古典经济学认为,成本是以产品总加工的形式表现出来的投入社会生产活动中的全部生产要素的耗费。法律作为社会生活的保障产品,其生产、制造与实施也需要投入成本。一部新的法律出台,从法案的提出到草案的审议,再到草案的通过,直至法律的传播乃至法律的完善,给社会造成了巨大的、直接和间接的成本耗费。除此之外,法要进入人们的生活,仅有生成成本是不够的,还必须附加实施的费用。
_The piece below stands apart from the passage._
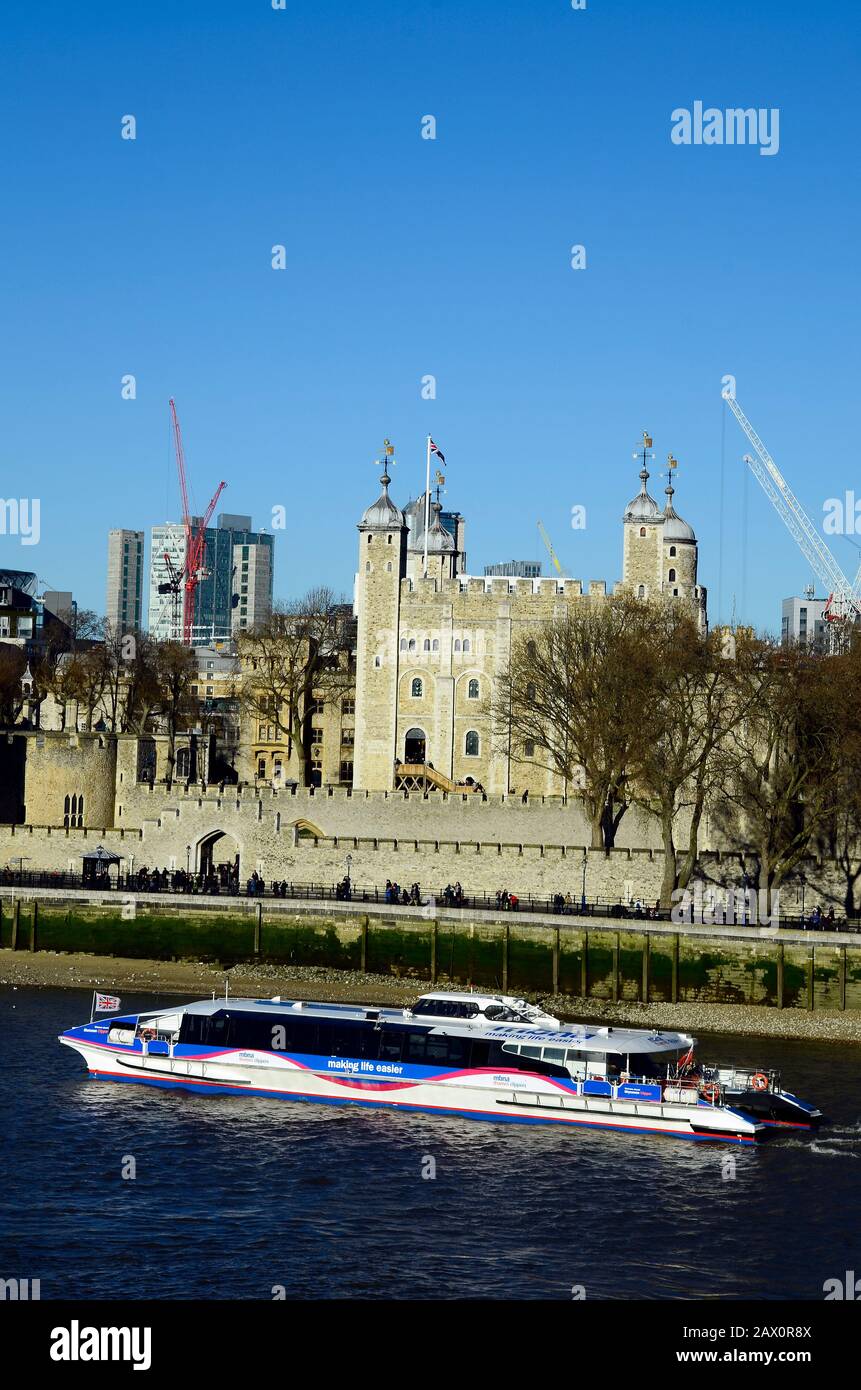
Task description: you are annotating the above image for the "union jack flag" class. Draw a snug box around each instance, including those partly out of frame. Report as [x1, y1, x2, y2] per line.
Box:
[95, 993, 121, 1013]
[429, 438, 445, 465]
法律成本是法律运作行为的全部费用,包括“立法、司法、执法、守法各法治环节中当事人实现权利,行使权利,履行义务和承担责任所消耗的人力、物力、财力和时间资源。”[3]

法律成本在性质上是属于交易费用(transaction Cost)的范畴。所谓“交易”按照康芒斯的解释,即为不同主体在共同的导向下所进行的交互活动。法律制度的型构,在很大程度上来是为了维护人们的交互活动,减少活动中的非交易性因素,节约交易费用。在交易费用为零,即“零交易费用”的情况下,不管法律对权利的初始界定如何,复数主体均能通过自由谈判来达到资源的优化配置。因此,此时法律的制定,选择成本高低不影响社会整体经济效益的取得,但它却影响了收益的分配,因为社会结构的存在受制于所有制,而法律使所有制法定化。在这种情况下,法律成本应该是确立维护产权所耗费的费用。“在交易费用为正数的情况下,法律在决定资源配置方面,起着极其重要的作用。”[4]此时复数主体可能通过平等对话不能达成合意,在客观上需要法律进行调整。因为用强制性的法律解决悬而未决的问题,比进行数次谈判达成妥协要有效率的多。然而效率的生成必然要以支付必要的法律运作成本为前提。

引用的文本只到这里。